Does Tesco pay you for these or something?

Sadly not. Nor does Buffett.

Is it not also the case that it is easy to make well informed decisions on which companies one should invest in...

I would say it is easy to make well informed decisions on which companies one should invest in. It's the subsequent bad news from the companies one is invested in that causes the trouble.

Mayn


BrnzDrgn 14 Jun 2012 , 2:25pm

Where can I buy shares in Lidl ;-)

RobinnBanks 14 Jun 2012 , 11:39pm

Very little helps!

Degsy67 15 Jun 2012 , 8:29am

Very interesting white paper from GMO. Thanks for hunting it out and spotting the relevance to HYP / LTBH investing. ;-)

Arborbridge 15 Jun 2012 , 9:21am

Ironic that Malcolm praises the vertue of Neil Woodford (rightly) but also makes great play of the mystery (!) share which Buffett loves, but Woodford sold. I'm not being "sarky" here about Malcolm: just enjoying the differences which make the market so lively.

Arb.

giveusaquid 15 Jun 2012 , 11:19am

Haha, I've been wondering when everyone would finally crack over the constant Tesco plugs! Very amusing. Not that I mind - I have shares there myself. Somebody must be making you blanket bomb us with the free report plugs, but I'm happy to filter them out and enjoy the rest of the article.

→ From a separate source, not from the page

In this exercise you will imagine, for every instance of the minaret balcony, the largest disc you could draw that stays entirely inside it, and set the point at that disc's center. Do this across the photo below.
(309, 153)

sonrisa1 15 Jun 2012 , 11:02pm

Well Tesco does look cheap at the moment & may bounce around a little but that gives an investing opportunity, 1 which I took when it dropped tp 296p.
I will not buy Tobacco shares on principal.
I have no reason to think Farce Fook will not fall a lot further eventually. Just a load of hot air & I would not buy any advertised products there.